John mengalami luka di siku kanan. Amelia Womsior mengobati lukanya
dan memeriksa tekanan darah. Tak ada yang mengkhawatirkan. “Menurut
pemantauan masih normal. Tekanan darah, dan tanda-tanda vital yang
menyertai masih dalam batas normal. Nah, karena butuh istirahat,
pergelangan tangannya hanya sedikit terjepit, jadi susah untuk
digerakkan. Jadi, untuk sementara, kita observasi tanda-tanda vitalnya
dulu, keadaan umumnya bagus. Baik. Untuk kondisi seperti ini, butuh satu
jam kita pantau tanda-tanda vitalnya. Karena kondisi keadaan umumnya
baik, satu, dua, tiga jam sudah boleh pulang. Tapi kalau kondisinya
sudah tidak sadar, itu semestinya kami pantau, setelah kami lakukan
pemeriksaan tanda-tanda vital dalam keadaan tidak sadar, kami harus
rujuk ke Rumah Sakit Terdekat. Kalau RS Abepura, itu perjalanan satu
jam,” kata Amelia.
Amelia bukanlah dokter. Perempuan berperawakan kurus ini hanya
perawat yang bertugas sukarela menjaga Puskesmas Skouw selama 24 jam.
Persalinan di Hutan
Jumlahnya lebih dari 30 orang. Terdiri dari perawat, dokter, bidan,
dan pegawai apotik serta administrasi. Setelah memastikan tak ada luka
serius ditubuh korban kecelakaan, Amelia kembali ke rumahnya di belakang
Puskesmas.
Sebenarnya Amelia bukan penduduk asli Kampung Skouw. Ia besar dan
lahir di Kabupaten Biak, jaraknya 1000 kilometer dari kampung
tersebut. Orangtua tunggal satu anak ini kuliah di Politeknik Kesehatan
jurusan Keperawatan di Jayapura pada 1998. Setelah lulus, beberapa kali
terlibat dalam pendampingan kesehatan masyarakat di berbagai puskesmas .
Mulai 2004, ia memutuskan menjadi perawat yang rela bekerja 24 jam. Ia
terpanggil karena prihatin dengan anggota keluarga yang tidak
mendapatkan pelayanan kesehatan yang cepat dan baik.

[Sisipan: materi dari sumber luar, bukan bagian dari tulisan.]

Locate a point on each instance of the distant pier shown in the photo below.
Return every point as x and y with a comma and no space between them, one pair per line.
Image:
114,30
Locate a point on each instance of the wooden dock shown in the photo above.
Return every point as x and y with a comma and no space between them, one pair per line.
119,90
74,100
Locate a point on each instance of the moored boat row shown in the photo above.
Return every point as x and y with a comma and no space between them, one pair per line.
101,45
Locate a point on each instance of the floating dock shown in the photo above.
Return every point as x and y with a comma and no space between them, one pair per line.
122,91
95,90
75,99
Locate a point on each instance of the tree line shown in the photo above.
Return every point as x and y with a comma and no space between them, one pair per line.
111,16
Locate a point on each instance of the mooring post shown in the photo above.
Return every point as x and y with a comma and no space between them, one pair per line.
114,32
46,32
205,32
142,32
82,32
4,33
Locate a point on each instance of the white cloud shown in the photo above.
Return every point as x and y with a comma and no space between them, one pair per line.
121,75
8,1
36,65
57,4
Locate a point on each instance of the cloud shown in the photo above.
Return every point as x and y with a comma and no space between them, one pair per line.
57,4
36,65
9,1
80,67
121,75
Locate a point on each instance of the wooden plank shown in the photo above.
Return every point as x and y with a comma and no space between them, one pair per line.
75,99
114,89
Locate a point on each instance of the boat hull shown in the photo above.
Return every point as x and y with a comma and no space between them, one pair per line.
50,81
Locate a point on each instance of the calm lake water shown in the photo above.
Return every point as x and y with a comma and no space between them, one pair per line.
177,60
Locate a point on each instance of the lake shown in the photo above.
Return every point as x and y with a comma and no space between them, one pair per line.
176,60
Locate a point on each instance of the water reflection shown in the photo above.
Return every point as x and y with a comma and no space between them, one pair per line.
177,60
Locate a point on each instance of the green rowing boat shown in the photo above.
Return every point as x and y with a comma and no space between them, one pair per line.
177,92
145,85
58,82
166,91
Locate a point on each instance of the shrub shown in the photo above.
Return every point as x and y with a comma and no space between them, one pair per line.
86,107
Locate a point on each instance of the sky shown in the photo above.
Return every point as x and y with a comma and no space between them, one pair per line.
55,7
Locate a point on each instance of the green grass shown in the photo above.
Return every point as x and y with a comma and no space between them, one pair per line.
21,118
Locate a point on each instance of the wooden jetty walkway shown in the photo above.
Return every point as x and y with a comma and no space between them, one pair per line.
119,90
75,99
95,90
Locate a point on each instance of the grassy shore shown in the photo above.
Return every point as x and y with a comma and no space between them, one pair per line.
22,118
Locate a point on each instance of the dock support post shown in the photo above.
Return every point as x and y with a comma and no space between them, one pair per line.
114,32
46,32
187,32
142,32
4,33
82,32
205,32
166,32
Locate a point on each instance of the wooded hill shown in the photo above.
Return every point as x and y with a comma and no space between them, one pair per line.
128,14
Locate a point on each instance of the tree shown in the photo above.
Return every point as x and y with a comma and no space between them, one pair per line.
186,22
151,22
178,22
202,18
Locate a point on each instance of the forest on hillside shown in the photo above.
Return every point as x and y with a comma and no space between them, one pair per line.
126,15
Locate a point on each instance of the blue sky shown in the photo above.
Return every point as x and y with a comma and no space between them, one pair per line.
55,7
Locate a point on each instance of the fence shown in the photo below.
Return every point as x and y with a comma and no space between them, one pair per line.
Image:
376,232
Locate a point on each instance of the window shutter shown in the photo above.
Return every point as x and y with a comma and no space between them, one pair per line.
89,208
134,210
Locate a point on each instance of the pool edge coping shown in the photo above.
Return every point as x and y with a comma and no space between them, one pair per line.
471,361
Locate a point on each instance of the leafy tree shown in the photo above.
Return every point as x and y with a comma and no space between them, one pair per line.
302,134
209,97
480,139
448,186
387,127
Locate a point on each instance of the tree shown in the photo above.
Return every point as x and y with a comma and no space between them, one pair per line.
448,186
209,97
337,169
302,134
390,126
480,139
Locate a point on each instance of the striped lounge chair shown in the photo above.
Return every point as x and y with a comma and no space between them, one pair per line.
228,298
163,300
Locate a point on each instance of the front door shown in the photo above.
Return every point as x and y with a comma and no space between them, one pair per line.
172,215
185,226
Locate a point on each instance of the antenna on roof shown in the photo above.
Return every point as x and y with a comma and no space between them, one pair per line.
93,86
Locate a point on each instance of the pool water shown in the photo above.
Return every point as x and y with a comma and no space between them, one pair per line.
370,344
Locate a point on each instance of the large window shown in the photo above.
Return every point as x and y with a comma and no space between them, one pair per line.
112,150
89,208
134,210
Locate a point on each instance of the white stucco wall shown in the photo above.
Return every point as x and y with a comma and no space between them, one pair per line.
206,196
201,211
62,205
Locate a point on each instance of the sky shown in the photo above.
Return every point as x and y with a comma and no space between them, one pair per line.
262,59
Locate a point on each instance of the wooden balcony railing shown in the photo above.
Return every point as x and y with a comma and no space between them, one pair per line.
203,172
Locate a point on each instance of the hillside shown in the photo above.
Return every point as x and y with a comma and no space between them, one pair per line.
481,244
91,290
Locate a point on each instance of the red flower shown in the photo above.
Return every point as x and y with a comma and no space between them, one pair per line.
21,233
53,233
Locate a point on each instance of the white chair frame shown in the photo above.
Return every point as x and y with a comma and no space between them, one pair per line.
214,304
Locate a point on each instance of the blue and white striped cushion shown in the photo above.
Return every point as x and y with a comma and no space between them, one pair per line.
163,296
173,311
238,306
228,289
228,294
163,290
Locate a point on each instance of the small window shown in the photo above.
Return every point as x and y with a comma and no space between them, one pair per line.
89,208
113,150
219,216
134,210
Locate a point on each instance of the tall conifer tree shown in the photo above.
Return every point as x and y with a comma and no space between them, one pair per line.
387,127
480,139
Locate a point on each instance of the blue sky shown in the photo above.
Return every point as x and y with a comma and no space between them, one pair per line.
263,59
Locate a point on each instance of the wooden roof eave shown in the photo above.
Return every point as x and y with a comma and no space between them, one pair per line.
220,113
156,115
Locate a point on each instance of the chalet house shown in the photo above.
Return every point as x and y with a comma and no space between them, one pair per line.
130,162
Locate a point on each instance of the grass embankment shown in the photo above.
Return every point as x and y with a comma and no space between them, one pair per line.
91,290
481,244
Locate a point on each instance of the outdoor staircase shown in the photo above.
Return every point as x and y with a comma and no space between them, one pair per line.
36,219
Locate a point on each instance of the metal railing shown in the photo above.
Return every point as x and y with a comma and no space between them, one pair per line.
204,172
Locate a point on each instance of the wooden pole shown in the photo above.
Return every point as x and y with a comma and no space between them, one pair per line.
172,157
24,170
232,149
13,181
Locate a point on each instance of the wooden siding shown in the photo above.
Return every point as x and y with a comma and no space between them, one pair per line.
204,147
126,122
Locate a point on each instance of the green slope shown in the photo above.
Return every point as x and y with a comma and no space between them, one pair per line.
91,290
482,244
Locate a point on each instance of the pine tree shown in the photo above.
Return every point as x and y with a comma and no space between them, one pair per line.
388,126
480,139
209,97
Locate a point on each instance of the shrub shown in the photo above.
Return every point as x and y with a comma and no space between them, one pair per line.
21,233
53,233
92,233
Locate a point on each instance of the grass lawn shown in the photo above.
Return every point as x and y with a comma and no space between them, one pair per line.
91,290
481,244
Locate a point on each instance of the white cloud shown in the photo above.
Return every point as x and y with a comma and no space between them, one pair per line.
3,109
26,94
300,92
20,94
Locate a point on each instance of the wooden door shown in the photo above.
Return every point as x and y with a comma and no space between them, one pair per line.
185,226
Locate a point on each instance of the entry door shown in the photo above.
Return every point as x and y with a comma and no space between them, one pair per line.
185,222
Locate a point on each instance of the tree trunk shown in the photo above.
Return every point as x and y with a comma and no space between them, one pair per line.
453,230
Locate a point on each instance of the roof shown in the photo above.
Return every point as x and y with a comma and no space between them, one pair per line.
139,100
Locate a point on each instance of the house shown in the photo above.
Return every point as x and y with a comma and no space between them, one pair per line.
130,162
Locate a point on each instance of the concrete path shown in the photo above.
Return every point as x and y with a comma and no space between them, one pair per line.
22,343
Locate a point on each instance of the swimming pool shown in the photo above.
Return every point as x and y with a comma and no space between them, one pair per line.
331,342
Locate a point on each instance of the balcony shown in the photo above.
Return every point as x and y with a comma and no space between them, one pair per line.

“Ada dari keluarga sendiri yang sering sakit. Ada juga yang ketabrak,
tapi tidak ditangani dengan baik. Itu saya alami di keluarga. Saya
melihat sendiri keluarga saya berobat dan harus menunggu, dan bagaimana
penanganan medis terhadap keluarga, ada yang kurang menyenangkan. Dan,
itu menjadi motivasi saya untuk ada di bidang ini. Untuk memenuhi
kebutuhan keluarga saya, tapi juga memenuhi orang yang
membutuhkan,”ungkapnya.
Amelia juga sempat membantu persalinan warga. “Waktu itu saya
bantunya di hutan. Cukup jauh dari rumah. Jam 5 pagi, keluarganya jemput
di rumah, terus kita sampai di sana, ternyata ibunya ini sudah masuk di
hutan. Jadi melahirkannya di hutan. Lalu, saya tenteng semua peralatan.
Saya masuk ke hutan, dan saya bantunya di hutan. Pas saya bantu, bayi
sudah lahir dan ibunya sudah shock. Pingsan. Jadi waktu itu pas libur.

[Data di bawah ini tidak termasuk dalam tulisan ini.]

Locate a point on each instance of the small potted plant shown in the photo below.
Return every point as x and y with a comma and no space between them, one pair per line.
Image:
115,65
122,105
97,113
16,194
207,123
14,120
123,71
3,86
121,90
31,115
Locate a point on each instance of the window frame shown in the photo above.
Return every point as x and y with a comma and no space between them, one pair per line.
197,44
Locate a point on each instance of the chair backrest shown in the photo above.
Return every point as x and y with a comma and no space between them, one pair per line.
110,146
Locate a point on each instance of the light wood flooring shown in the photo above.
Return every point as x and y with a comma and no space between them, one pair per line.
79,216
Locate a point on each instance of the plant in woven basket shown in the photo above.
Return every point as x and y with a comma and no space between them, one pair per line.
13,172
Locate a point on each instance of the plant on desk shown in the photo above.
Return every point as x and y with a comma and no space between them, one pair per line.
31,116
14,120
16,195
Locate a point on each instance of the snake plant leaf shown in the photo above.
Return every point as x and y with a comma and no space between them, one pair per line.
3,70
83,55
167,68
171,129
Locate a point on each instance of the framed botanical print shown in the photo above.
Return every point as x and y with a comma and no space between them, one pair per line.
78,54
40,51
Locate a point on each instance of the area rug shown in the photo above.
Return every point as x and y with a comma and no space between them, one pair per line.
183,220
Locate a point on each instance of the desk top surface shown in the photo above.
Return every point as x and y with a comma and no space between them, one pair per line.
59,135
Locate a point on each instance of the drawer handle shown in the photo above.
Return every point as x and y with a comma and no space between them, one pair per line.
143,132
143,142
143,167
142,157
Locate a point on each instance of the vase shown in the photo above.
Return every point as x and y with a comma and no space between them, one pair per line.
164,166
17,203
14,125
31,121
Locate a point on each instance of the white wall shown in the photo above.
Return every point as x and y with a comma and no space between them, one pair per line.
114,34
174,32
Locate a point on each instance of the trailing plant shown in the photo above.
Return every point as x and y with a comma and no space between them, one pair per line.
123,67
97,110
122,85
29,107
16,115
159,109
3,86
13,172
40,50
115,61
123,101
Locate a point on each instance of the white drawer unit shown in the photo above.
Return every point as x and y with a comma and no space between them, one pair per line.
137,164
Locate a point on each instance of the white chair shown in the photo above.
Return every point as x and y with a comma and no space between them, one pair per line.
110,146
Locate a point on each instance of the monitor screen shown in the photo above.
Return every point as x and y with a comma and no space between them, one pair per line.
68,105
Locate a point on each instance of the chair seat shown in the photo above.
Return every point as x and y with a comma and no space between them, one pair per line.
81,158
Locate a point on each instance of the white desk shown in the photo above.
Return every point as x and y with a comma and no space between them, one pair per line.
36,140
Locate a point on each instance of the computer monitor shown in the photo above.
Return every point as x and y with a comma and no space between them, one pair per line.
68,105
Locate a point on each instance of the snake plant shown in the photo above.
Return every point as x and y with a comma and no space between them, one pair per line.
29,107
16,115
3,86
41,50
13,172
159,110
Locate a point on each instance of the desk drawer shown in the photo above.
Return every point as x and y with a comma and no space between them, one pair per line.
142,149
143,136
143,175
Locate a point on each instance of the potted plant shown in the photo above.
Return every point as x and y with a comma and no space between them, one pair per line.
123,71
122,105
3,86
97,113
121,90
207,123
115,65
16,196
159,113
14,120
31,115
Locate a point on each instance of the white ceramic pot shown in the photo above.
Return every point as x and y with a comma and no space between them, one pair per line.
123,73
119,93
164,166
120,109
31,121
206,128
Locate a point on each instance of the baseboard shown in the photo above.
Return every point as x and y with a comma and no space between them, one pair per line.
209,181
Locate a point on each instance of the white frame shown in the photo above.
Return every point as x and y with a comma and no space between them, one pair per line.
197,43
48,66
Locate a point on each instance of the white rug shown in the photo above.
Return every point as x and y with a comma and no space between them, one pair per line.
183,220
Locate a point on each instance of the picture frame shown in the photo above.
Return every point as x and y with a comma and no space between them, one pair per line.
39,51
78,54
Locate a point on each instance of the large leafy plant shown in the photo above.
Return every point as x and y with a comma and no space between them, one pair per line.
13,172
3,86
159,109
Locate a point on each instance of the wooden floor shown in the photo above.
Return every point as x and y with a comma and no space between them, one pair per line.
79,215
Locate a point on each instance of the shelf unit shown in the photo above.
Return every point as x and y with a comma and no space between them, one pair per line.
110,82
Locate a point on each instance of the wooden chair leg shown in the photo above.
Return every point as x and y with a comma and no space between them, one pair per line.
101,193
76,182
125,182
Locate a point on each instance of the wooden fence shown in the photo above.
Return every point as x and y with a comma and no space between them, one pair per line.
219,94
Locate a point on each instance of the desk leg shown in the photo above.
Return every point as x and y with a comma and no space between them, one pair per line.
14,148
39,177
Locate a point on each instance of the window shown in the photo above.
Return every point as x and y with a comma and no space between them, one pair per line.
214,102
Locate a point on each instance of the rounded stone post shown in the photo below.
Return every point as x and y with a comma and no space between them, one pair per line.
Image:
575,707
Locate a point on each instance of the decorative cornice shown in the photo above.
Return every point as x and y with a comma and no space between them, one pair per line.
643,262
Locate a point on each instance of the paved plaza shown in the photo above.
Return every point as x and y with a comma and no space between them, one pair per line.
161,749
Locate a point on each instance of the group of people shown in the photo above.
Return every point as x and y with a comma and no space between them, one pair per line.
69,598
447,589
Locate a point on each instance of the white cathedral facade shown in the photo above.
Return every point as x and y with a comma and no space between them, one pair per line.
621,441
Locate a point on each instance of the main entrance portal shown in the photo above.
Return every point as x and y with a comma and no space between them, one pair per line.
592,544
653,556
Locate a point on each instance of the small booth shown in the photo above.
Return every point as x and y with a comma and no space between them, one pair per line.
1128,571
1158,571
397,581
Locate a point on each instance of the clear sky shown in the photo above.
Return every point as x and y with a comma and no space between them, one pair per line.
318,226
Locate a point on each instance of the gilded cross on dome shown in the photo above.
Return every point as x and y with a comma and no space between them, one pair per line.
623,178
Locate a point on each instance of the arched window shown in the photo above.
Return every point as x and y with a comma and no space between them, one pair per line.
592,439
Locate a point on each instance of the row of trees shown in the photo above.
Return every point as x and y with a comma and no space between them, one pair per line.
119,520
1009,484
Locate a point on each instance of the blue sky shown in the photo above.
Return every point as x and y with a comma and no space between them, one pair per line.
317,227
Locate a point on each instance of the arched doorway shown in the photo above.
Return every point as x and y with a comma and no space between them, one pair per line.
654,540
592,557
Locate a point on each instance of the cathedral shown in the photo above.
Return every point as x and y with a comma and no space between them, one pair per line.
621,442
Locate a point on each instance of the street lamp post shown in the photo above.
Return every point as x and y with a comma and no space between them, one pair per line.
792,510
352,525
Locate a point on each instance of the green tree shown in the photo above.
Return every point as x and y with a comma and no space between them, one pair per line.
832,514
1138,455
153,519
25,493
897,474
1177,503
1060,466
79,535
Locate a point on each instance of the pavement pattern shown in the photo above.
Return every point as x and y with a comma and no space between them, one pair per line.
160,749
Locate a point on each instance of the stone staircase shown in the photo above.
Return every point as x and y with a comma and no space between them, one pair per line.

Tak ada kendaraan, motor dan mobil tak ada,” kenangnya.
Pintu rumah Amelia terbuka bagi siapa saja yang membutuhkan bantuan.

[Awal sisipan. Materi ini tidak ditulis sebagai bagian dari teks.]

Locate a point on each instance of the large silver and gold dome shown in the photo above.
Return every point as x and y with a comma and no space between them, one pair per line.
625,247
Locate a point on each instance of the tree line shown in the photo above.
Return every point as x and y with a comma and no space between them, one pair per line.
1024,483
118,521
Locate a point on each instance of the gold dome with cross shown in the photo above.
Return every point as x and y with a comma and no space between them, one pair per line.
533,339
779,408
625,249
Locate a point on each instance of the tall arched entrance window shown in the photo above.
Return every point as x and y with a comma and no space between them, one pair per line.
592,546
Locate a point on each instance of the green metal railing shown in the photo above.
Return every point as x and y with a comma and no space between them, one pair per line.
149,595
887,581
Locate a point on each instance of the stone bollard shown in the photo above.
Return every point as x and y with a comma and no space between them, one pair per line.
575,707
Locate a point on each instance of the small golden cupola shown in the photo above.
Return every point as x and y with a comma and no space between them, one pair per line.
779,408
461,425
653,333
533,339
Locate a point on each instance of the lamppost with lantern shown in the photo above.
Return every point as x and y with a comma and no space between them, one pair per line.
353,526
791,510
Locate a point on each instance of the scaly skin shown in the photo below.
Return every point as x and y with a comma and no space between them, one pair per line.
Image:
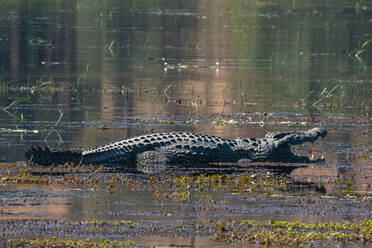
182,148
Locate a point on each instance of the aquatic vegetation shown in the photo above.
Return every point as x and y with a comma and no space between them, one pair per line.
294,234
62,243
328,98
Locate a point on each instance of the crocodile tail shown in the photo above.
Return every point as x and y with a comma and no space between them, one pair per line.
45,156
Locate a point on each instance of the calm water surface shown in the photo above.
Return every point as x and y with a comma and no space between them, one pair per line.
91,72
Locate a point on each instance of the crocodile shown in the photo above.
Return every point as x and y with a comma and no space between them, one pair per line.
157,151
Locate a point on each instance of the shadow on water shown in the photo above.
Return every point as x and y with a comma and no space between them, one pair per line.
86,73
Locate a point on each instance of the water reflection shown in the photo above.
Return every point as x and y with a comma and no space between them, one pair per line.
117,69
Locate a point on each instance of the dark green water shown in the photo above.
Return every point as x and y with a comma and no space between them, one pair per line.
92,72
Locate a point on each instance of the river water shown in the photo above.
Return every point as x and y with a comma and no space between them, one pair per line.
85,73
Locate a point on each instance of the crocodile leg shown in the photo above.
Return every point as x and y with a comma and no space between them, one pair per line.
152,162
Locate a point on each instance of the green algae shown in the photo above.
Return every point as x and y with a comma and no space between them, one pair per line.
62,243
294,234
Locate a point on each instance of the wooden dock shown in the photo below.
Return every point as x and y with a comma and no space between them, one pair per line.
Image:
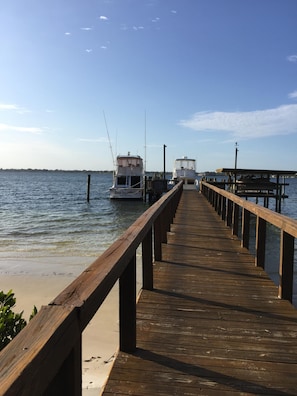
213,324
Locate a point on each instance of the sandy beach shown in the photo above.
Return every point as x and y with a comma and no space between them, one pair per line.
38,281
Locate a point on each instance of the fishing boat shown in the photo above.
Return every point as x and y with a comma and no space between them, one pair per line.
128,178
184,169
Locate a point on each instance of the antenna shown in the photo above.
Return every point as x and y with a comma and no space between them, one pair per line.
110,146
144,141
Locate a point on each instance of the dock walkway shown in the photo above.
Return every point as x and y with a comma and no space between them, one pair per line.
213,325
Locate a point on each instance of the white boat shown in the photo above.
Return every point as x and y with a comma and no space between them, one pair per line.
128,179
184,169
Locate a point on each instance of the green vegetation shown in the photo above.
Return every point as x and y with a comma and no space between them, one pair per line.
10,323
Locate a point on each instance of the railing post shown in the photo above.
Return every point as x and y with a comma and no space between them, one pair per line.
127,286
245,230
229,212
260,242
158,239
286,267
223,208
147,262
68,380
235,219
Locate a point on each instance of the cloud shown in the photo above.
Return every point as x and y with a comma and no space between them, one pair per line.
13,128
138,27
293,95
292,58
246,125
100,140
13,107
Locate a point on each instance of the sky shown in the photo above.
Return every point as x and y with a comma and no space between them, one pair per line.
82,81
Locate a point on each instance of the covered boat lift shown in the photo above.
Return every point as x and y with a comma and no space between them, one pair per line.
257,183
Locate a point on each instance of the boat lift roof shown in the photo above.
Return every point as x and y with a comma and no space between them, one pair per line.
233,171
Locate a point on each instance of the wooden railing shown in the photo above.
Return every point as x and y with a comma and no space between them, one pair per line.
45,358
237,212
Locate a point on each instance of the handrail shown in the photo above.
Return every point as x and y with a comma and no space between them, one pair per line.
45,358
228,206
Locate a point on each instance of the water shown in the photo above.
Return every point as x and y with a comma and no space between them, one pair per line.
46,214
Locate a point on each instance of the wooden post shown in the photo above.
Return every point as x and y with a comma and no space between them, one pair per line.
229,212
260,242
158,239
286,267
128,307
88,188
245,230
68,381
147,262
235,219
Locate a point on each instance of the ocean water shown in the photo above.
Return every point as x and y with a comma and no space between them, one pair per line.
46,214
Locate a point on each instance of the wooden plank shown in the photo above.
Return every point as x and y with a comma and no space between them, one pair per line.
213,324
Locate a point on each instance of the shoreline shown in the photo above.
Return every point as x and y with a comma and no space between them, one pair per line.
37,281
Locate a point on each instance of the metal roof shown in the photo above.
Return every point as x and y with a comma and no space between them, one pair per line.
257,171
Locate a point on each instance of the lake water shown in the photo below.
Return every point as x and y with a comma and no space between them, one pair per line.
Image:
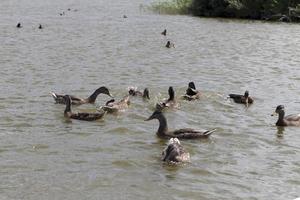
43,156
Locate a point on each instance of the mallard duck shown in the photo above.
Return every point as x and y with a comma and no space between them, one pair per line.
78,101
174,152
170,102
243,99
191,92
290,120
112,106
169,44
186,133
134,92
80,116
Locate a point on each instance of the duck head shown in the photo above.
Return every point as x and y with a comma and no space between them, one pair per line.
156,114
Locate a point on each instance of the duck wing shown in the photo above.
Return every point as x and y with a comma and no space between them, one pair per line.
87,116
189,133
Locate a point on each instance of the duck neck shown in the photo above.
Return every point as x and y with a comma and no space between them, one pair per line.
93,97
163,126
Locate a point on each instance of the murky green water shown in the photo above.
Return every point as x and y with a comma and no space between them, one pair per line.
42,156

Termasuk Sahruddin, anggota TNI yang kerap terkena malaria saat
bertugas di perbatasan. “Kalau di sini sudah langganan. Itu tanya Ibu
suster. Jadi kalau saya ke sini periksa darah. Ibu suster bilang,
malaria, ya sudah, infus. Mudah-mudahan jangan lagi. Mudah-mudahan kebal
sudah. Pertama datang ke sini, itu hampir tiap minggu kena,” jelasnya.
Meski pengabdian dan komitmennya membantu sesama sangat tinggi, tapi
gaji yang diperoleh Amelia relatif kecil. Hanya Rp 2 juta per bulan.
Jumlah itu masih jauh dari cukup, mengingat biaya hidup di Papua bisa
mencapai 3 kali lipat dibanding Jakarta.